PM: Alleged Million Euro Campaign Donation ‘Another Media Lie’

YERUSHALAYIM
Prime Minister Binyamin Netanyahu at the weekly cabinet meeting on Sunday. (REUTERS/Atef Safadi/Pool)
Prime Minister Binyamin Netanyahu. (REUTERS/Atef Safadi/Pool)

In his first public comments on allegations that he received illegal contributions from French millionaire Dudu Mimran, Prime Minister Binyamin Netanyahu dismissed the allegations by saying that “the story isn’t even a small molehill on a huge mountain. I was accused in the media of accepting a million euro donation for my 2009 campaign – but there was no million and no campaign. Any money I received from Mr. Mimran was a legitimate contribution to projects I worked on when I was a private citizen.”

Mimran several weeks ago said in testimony in a French court that he had donated money to Netanyahu, and the news spread quickly in Israel. Mimran made the statement in a trial in which he was accused of fraud and bribery. He is accused of cheating the French treasury out of over 280 million euros. Netanyahu is not a principal in the case. In a statement Tuesday, Netanyahu’s office said he had received 40,000 euros from Mimran for an organization he was working with to promote Israel’s image.

Reports spread that Mimran had donated a million euros to Netanyahu’s election campaign, but in an interview with Channel Two Tuesday, Mimran said ‘no such thing.’ “First of all I never said that I donated a million euros. I said ‘million’ but I was talking about francs, which in 2001 was worth about 170,000 euros. I deposited it in his personal account. This is not something that was under the table, all the information is documented. If Netanyahu says 40,000, he is probably right because he was keeping track of the money. When Netanyahu became the prime minister in 2009 I came to Israel to celebrate with him. This was eight years after the donation, and there is no connection between the donation and the campaign.”

Netanyahu’s attorney David Shimron affirmed Mimran’s comments, with one important correction – the money was transferred not to Netanyahu’s account, but to the organization’s. “I was the manager of the fund in question and I can say without any doubt that the amount in question is 40,000 euros,” he said in a statement. No other monies were donated or transferred to any other account Mr. Netanyahu is associated with.”

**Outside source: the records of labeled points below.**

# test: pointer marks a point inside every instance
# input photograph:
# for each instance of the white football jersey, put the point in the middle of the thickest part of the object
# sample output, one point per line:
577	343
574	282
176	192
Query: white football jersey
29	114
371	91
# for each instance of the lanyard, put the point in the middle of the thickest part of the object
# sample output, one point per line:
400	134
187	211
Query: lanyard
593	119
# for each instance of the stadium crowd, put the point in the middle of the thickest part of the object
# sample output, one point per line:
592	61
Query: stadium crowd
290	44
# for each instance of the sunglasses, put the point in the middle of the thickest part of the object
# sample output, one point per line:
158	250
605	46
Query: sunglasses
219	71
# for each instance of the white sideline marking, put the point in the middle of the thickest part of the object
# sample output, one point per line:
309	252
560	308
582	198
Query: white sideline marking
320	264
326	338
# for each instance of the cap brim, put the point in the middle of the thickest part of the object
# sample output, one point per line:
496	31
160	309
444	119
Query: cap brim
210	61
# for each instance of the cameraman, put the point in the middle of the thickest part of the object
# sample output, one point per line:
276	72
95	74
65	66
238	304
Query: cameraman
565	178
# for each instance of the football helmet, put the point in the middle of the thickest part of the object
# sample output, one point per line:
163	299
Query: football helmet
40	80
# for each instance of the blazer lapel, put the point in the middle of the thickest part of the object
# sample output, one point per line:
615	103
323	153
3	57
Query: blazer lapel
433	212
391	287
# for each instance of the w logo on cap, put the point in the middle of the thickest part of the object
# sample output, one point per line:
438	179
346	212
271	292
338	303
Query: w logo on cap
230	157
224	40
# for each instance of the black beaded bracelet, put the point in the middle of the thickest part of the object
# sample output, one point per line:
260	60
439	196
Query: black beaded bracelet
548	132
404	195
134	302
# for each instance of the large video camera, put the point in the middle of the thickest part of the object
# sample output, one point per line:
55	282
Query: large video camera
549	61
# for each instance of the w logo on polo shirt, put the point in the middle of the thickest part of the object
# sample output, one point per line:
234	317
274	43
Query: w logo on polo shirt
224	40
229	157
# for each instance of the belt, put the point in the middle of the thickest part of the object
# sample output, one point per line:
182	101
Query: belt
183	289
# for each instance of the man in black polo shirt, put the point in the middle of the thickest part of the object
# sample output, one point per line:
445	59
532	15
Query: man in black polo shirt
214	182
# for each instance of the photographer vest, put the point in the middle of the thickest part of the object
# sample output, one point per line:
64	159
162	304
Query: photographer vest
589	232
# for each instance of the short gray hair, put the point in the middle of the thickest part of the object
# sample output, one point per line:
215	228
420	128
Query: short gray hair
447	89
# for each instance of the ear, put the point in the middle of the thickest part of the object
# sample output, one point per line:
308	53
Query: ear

“This is just another example of how the media will stop at nothing to demolish the reputation of my wife and myself,” he told reporters in Moscow after meeting with President Vladimir Putin. “This is part of the organized political persecution I am subjected to. They couldn’t beat me at the polls, so now they try to beat me with overblown ‘scandals’ that are constantly pumped up and deflated. They will stop at nothing to defame me.”